Re: A Great Idea (tm) about reimplementing NLS.

From: Måns Rullgård
Date: Sat Jun 18 2005 - 18:24:14 EST

Lukasz Stelmach <stlman@xxxxxxxxx> writes:

> MÃns RullgÃrd napisaÅ(a):
>>>>What do you do if the underlying filesystem can not store some unicode
>>>>characters that are allowed on others?
>>>That's why UTF-8 is suggested. UTF-8 has been developed to "fool" the
>>>software that need not to be aware of unicodeness of the text it manages
>>>to handle it without any hickups *and* to store in the text information
>>>about multibyte characters.What characters exactly you do mean? NULL?
>>>There is no NULL byte in any UTF-8 string except the one which
>>>terminates it.
>> That's exactly how ext3, reiserfs, xfs, jfs, etc. all work. A few
>> filesystems are tagged as using some specific encoding. If your
>> filesystem is marked for iso-8859-1, what should a kernel with a
>> conversion mechanism do if a user tries to name a file ê?
> Return -ENOENT? I am guessing.

Doesn't seem very friendly.

> But please tell me what should do userland software if it runs with
> locale set to something.iso-8859-2 and finds ê in the directory?

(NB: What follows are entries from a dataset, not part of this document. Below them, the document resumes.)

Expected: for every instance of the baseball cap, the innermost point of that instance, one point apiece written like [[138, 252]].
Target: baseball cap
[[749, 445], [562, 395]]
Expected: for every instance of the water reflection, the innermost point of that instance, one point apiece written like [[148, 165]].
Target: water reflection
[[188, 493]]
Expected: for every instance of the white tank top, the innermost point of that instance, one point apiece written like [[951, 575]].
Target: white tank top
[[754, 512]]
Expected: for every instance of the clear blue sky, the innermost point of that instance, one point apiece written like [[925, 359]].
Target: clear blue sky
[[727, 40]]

I suppose it will display ÄÅ (0x80 doesn't seem be a printable
iso-8859-2 character). You told it to use iso-8859-2 in the first
place, so what do you expect?

> That is the same problem. And for now ISO 8-bit encodings are far
> more popolar and usefull with contemporary tools than UTF-8.

ISO 8-bit encodings are more common with characters they can
represent. These are a small minority of all characters commonly

> That is why I think suggestion of a layer in the kernel that would
> translate filenames form utf-8 stored on the media to e.g. latin2
> used by tools is quite reasonable. Especially when there is more
> than one encoding for a particular language (think Russian,
> Polish). Even more, with such a facility transition would be much
> more greaceful since you could have utf-8 filesystem and then you
> can worry about tools other tools. The filesystem is already
> populated with UFT-8 names.

How is the kernel to know what to translate to/from?

>>>>I think UDF is a better filesystem for many types of media since it is
>>>>able to me more gently to the sectors storing the meta data than VFAT
>>>>ever will be.
>>>I've tried cd packet writing with UDF and it gives insane overhead of
>>>about 20%. What metadata you'd like to store for example on your
>>>flashdrive or a floppy disk?
>> Filename, timestamps, all the usual.
> That's why IMHO FAT is quite enough for this purpose.

FAT has a bad habit of constantly hammering the same sectors over and
over. This can wear out cheap flash media in no time at all.